Three major creditor groups announced on Monday that they would reject the proposal. Negotiations are set to run for another couple of weeks.
“They are pushing for Argentina to offer more, but we can’t, it is not sustainable . . . now is time for the creditors to decide,” said Mr Guzmán in an interview on local radio on Tuesday. He added that Argentina was already in a state of “virtual default”.
The largest creditor group — which includes BlackRock, Fidelity, Ashmore, T Rowe Price and Wellington Management — says it collectively holds more than 25 per cent of Argentina’s bonds issued since 2016 and more than 15 per cent of the country’s exchange bonds, which were issued during the last restructuring following a major default in 2001.
A second group, representing holders of the country’s previously restructured bonds issued in 2005 and 2010, says it collectively holds more than 16 per cent of the outstanding exchange bonds.
Without buy-in from these investors, any deal proposed by the government will not have enough support to be pushed through.
One international bondholder argued that it was “a certainty” that the deal would be blocked, given that the government needs to obtain the approval of 66-75 per cent of creditors, depending on the bond. But if just one bond series were to reject the offer, that could trigger a general default. “I have no doubt that this deal will not see the light of day,” said the creditor.
The three groups have said they stand ready to engage with the government and acknowledge that compromises need to be made on both sides.
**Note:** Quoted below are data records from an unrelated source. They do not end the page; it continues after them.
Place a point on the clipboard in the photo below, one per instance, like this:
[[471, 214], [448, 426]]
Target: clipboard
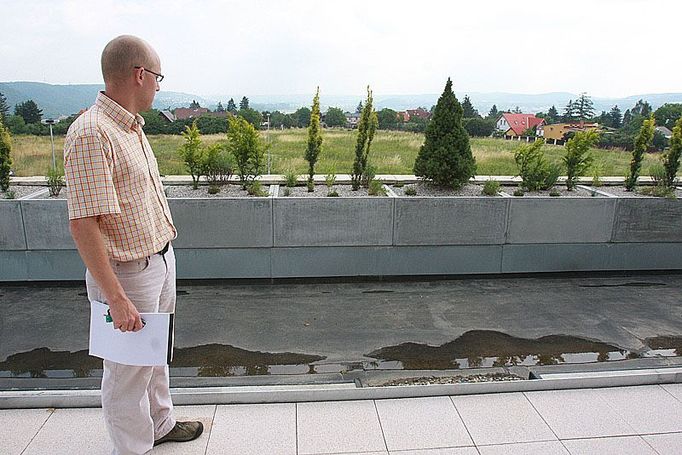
[[150, 346]]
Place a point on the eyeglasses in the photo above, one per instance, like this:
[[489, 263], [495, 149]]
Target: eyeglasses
[[159, 77]]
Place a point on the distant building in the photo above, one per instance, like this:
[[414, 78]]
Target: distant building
[[513, 125], [664, 131], [557, 131], [183, 113], [352, 119], [167, 116]]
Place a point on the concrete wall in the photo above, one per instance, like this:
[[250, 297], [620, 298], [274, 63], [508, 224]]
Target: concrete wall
[[302, 237]]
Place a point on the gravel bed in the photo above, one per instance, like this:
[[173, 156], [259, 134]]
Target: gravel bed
[[429, 190], [427, 380], [578, 192], [62, 195], [186, 191], [321, 191], [620, 192], [21, 190]]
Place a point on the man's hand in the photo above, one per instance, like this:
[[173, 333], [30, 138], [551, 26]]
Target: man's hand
[[125, 315], [90, 244]]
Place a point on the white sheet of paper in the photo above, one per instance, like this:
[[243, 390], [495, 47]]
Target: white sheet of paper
[[147, 347]]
However, according to a person familiar with the situation, marginal changes to the existing proposal are unlikely to win the backing of bondholders.
Under the terms put forward by the government, holders of bonds issued since 2016 face an average recovery value of 32 cents on the dollar, according to analysts, with the exchange bonds slightly higher at 35 cents on the dollar.
The exchange bond set to mature in 2033 now trades at 37 cents on the dollar, while a bond maturing in 2021 trades at 31 cents on the dollar.
“The government is missing that this is a shared effort,” said a person close to the negotiations. The person added that the government has not yet engaged substantively with bondholders about the terms of the restructuring — nor has it made any meaningful adjustments to its economic policies to help ensure the debt burden does not become even more unsustainable.